I had a question last week from Bozo Popovic ↗ during our EMEA field SE training session on vSAN operations relating to SPBM support for service providers that use vCloud Director in their environments.
Next up Mr. @mylesagray giving a #vSAN operations overview to our EMEA field at the @vmwarevsan workshop this morning pic.twitter.com/48seQc8i7d
— Cormac Hogan (@CormacJHogan) November 30, 2017
I am stating this for clarity - since the vCD 9.0 release we have supported native SPBM compatibility for vCloud Director.
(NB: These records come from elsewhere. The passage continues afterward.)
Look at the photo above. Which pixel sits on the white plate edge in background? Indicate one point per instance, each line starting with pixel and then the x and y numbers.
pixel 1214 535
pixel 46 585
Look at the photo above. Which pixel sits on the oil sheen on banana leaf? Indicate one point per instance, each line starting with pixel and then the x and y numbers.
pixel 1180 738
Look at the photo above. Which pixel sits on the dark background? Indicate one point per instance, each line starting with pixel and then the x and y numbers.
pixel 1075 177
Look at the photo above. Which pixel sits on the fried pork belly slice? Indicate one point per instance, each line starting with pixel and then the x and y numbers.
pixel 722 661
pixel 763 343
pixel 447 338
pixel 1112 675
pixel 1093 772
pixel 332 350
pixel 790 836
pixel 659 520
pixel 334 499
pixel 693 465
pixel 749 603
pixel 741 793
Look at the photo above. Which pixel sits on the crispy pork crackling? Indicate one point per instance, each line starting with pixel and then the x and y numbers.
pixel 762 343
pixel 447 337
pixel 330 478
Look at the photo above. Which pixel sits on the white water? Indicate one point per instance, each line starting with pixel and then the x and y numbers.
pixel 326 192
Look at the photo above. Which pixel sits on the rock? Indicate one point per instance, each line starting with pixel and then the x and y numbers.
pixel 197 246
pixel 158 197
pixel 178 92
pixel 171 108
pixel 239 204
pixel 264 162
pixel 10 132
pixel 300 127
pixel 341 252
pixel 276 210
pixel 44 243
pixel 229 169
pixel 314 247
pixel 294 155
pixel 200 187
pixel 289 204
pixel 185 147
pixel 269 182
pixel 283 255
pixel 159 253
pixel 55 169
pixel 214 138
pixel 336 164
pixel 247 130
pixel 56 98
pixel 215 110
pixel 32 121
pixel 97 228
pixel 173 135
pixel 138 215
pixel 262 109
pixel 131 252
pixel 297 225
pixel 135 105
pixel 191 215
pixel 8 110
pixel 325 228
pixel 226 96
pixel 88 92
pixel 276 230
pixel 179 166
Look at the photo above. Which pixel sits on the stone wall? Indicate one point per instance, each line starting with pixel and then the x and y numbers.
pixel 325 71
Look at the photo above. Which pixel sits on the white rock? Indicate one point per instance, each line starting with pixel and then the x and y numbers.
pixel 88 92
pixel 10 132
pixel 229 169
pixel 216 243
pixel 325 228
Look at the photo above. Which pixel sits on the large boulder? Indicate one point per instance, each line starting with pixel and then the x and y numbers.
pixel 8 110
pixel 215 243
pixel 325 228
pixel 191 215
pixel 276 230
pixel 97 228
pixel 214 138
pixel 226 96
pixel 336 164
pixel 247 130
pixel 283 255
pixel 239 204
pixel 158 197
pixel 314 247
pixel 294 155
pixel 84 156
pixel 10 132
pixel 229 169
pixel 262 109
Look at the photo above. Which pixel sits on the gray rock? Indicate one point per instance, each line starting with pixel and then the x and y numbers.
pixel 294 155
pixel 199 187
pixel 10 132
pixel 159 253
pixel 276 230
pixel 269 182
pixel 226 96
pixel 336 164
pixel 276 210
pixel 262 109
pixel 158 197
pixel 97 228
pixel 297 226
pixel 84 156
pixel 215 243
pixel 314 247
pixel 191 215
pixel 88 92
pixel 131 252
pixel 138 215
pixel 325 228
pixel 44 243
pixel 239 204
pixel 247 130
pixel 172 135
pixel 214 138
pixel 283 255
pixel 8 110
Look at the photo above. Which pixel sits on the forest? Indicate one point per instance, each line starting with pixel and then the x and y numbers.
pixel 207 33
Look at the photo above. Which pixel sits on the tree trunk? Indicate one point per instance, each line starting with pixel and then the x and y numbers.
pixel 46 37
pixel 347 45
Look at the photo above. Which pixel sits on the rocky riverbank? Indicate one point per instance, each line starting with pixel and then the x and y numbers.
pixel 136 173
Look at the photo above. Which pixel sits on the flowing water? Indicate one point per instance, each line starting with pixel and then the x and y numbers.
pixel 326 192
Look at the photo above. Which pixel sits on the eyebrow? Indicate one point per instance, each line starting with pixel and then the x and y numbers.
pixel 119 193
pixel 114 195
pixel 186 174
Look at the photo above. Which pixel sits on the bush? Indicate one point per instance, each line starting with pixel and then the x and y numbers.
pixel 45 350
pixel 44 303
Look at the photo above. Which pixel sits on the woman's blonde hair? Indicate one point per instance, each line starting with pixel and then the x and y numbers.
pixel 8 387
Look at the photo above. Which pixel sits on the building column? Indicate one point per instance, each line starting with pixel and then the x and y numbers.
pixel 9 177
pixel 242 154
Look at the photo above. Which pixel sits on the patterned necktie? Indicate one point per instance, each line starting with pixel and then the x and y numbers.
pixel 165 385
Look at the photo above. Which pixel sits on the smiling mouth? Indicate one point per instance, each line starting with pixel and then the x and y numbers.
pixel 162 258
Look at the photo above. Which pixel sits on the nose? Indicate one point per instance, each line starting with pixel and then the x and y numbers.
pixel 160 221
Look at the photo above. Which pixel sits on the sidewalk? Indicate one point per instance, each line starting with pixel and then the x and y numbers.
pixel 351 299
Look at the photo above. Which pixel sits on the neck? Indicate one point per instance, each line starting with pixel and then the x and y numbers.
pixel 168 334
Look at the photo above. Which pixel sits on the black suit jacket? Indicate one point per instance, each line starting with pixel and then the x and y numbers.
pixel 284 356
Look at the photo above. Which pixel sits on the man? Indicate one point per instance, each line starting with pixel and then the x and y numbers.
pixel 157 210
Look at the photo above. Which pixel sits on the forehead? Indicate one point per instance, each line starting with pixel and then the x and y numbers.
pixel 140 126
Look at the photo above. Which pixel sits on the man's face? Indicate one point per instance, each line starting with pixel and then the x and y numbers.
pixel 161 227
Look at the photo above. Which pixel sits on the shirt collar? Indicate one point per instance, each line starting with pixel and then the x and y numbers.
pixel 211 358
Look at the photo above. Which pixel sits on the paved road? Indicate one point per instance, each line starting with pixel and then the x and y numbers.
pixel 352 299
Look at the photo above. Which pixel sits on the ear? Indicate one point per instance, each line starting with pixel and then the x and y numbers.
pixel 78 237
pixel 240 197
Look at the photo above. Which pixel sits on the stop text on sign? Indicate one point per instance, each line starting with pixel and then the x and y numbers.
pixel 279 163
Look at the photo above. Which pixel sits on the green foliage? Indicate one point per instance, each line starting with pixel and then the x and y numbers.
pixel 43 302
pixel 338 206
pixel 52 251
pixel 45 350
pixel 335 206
SPBM policies can be adopted into vCD and assigned to PVDCs and to tenants via Org VDCs.
Within vCenter you create your SPBM policies as normal, you can see in my lab I have two vSAN policies: vSAN Default Storage Policy
and vSAN High Throughput
.
Moving to vCloud Director then, navigate to Manage & Monitor -> vSphere Resources -> Storage Policies
and you will see your SPBM policies available listed here.
This is an obvious departure from the previous architecture of vCD datastores where tags were assigned to datastores and objects were placed directly on to them, as vSAN is a single datastore vCD required the awareness that objects on the same datastore could have different storage policies.
To assign resources to a PVDC in order to allow tenants access to the resource you need to navigate to Manage & Monitor -> Cloud Resources -> Provider VDCs -> {Your PVDC} -> Storage Policies
.
From here you click on the green +
icon and select the relevant SPBM policy available in vCenter to have it utilised by the Provider VDC. You can now allocate this SPBM policy to the tenant Org VDCs that are children of the Provider VDC. Again, navigate to the Org VDC and go to the Storage Policies
tab and click the green +
icon to move a policy into the Org VDC for consumption by the tenant.
At this point the tenant can configure VMs with disparate SPBM policies for individual disks/the whole VM if they wish, during their provisioning cycle, or retrospectively change policies via the VM properties window in vCloud Director.
This includes changing from a traditional tag-based datastore to a vSAN based SPBM policy, which will automatically kick off a Storage vMotion in the background for that resource.